The most common defects are those associated with impaired closure of the embryonic neural tube (approximately 2–3%), facial dysmorphism, cleft lip and palate, craniostenosis, malformations of the heart, kidneys, and genitourinary system (especially hypospadias), limb defects (including bilateral radial aplasia), and multiple anomalies of various body systems.
Developmental disorders
It is known that intrauterine exposure to valproate may cause adverse effects on the mental and physical development of children. This risk is likely to be dose-dependent, but the available data do not allow for a threshold dose below which the risk is absent. The exact period of pregnancy during which the risk of these effects exists has not been determined, and the possibility of a risk throughout the entire pregnancy cannot be excluded. Studies of preschool children exposed to valproate in utero have been reported to show that approximately 30-40% of children experience developmental delays, such as delayed speech and gait, reduced intellectual function, poor language skills (spoken and understood) and memory impairment.
There is evidence that the intelligence quotient (IQ) measured in school-age children (age 6) exposed to valproate during fetal development was on average 7-10 points lower than in children exposed to other antiepileptic drugs.
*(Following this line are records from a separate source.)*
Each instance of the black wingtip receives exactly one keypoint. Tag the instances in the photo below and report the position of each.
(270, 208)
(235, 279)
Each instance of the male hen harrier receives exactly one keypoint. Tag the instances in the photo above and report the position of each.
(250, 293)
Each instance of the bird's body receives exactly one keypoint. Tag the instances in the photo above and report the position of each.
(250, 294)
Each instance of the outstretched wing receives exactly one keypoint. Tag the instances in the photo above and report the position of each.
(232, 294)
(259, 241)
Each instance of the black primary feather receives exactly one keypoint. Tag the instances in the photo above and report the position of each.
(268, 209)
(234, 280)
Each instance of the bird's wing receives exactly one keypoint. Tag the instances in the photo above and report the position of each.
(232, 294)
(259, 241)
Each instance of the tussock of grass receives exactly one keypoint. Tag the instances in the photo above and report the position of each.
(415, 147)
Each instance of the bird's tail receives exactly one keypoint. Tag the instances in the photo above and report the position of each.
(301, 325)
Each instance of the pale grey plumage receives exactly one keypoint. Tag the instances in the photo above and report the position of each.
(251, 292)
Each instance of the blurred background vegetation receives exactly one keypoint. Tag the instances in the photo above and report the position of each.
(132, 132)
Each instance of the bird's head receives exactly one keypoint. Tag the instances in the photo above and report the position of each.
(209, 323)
Although the role of other factors cannot be excluded, there is evidence that the risk of intellectual impairment in children exposed to valproate may be independent of maternal IQ. Data on long-term outcomes are limited.
Available evidence suggests that children exposed to valproate in utero have an increased risk of autism spectrum disorders (approximately 3-fold) and childhood autism (approximately 5-fold) compared with the general population studied.
Some evidence suggests that children exposed to valproate in utero may be more likely to develop symptoms of attention deficit hyperactivity disorder.
Women of reproductive age. Valproate 300 Chrono should not be used in women of reproductive age, except when other treatments are ineffective or poorly tolerated by the patient. If other treatments are not possible, Valproate 300 Chrono should only be prescribed if the requirements of the Pregnancy Prevention Program (see section "Special instructions") are met, including:
the patient is not pregnant (negative results of a pregnancy test using blood plasma with a sensitivity of at least 25 mIU/ml at the beginning of treatment and periodically during treatment); the patient uses at least one effective method of contraception; the patient is informed about the risks of valproate use during pregnancy.
In women of reproductive age, the benefit/risk ratio should be reassessed at regular intervals during treatment (at least annually).
If a woman is planning a pregnancy. Valproate treatment in women planning to become pregnant or who are pregnant should be re-evaluated. If possible, every effort should be made to substitute the drug for women planning to become pregnant with an appropriate alternative.